Solvay reestructura su planta cántabra y anuncia un ERE de hasta 77 trabajadores en Barreda
La dirección atribuye la medida al exceso de capacidad global, al encarecimiento de la energía y a la pérdida de competitividad frente a productores extracomunitarios con menores costes
La multinacional química Solvay ha anunciado este lunes que plantea un Expediente de Regulación de Empleo (ERE) que afectará a un máximo de 77 trabajadores en su planta de Barreda, en Torrelavega, una de las instalaciones industriales más emblemáticas de Cantabria. La compañía ha comunicado además su “decisión estratégica de optimizar su capacidad de producción” de carbonato sódico a partir del tercer trimestre de 2026, en lo que supone un ajuste estructural de gran calado para la histórica factoría del Besaya.
Según ha explicado la empresa en un comunicado oficial, el plan contempla “una reducción neta de un máximo de 77 puestos de trabajo”, aunque ha subrayado que está “comprometida a gestionar responsablemente el impacto social” y a mantener un “diálogo permanente y constructivo con los representantes de los trabajadores” durante el periodo de consultas. Este proceso será determinante para concretar condiciones de salida, posibles recolocaciones y medidas de acompañamiento.
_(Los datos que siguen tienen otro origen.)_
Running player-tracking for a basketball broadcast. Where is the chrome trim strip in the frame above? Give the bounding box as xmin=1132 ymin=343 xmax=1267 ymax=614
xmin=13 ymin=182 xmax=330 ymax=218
La compañía enmarca la medida en una “necesaria reorganización estratégica” orientada a “garantizar la viabilidad a largo plazo” de la planta cántabra en un contexto internacional especialmente complejo. En concreto, Solvay reducirá la capacidad de producción de carbonato sódico hasta 420 kilotoneladas anuales, con el objetivo de adaptarse a lo que define como “desafíos estructurales del mercado global”, entre ellos el exceso de capacidad productiva mundial y las “desventajas de costes insostenibles en Europa”, especialmente en materia energética y medioambiental.
La dirección sostiene que esta decisión permitirá seguir invirtiendo en el futuro del complejo industrial, preservar plenamente las operaciones esenciales vinculadas al bicarbonato sódico y asegurar la continuidad de las actividades restantes. Sin embargo, el anuncio ha generado una profunda inquietud social y económica en la comarca del Besaya, donde la planta constituye uno de los principales motores industriales y de empleo de la región.
El anuncio del ERE ha coincidido con la celebración del Pleno del Parlamento de Cantabria, donde el consejero de Industria y Empleo, Eduardo Arasti, comparecía para presentar el proyecto ‘Besaya Green’ antes de su declaración como Proyecto Empresarial Estratégico. La noticia se ha ‘colado’ en el debate parlamentario después de que el diputado del PRC Javier López Marcano instara al consejero a acudir a Torrelavega ante la situación generada en Solvay.
Arasti ha reprochado la “elegancia” de introducir el asunto en ese momento, aunque ha reconocido abiertamente que la industria de Cantabria, de España y de Europa atraviesa un problema estructural de competitividad. El consejero ha señalado que los competidores de Solvay se encuentran en países como Turquía, China o Estados Unidos y ha defendido que, mientras en la Unión Europea las empresas deben asumir costes por emisiones de CO₂ y exigentes cargas regulatorias, en otros mercados esas obligaciones no existen, lo que genera, a su juicio, una clara desigualdad de condiciones en la competencia internacional.
Asimismo, ha indicado que solicitó hace meses una reunión con la comisaria europea Teresa Ribera para abordar este asunto, que considera estratégico y prioritario para la supervivencia del tejido industrial cántabro en un escenario global marcado por la presión de costes y la transición energética.
La planta de Barreda, con más de un siglo de actividad, ha sido durante décadas uno de los pilares industriales de Cantabria. Este nuevo ajuste refleja la compleja encrucijada que atraviesa la industria pesada europea, atrapada entre la transición energética, la competencia global y el aumento de costes estructurales. Con esta decisión, Solvay redefine su presencia en la región en un momento de profunda transformación industrial y elevada incertidumbre económica.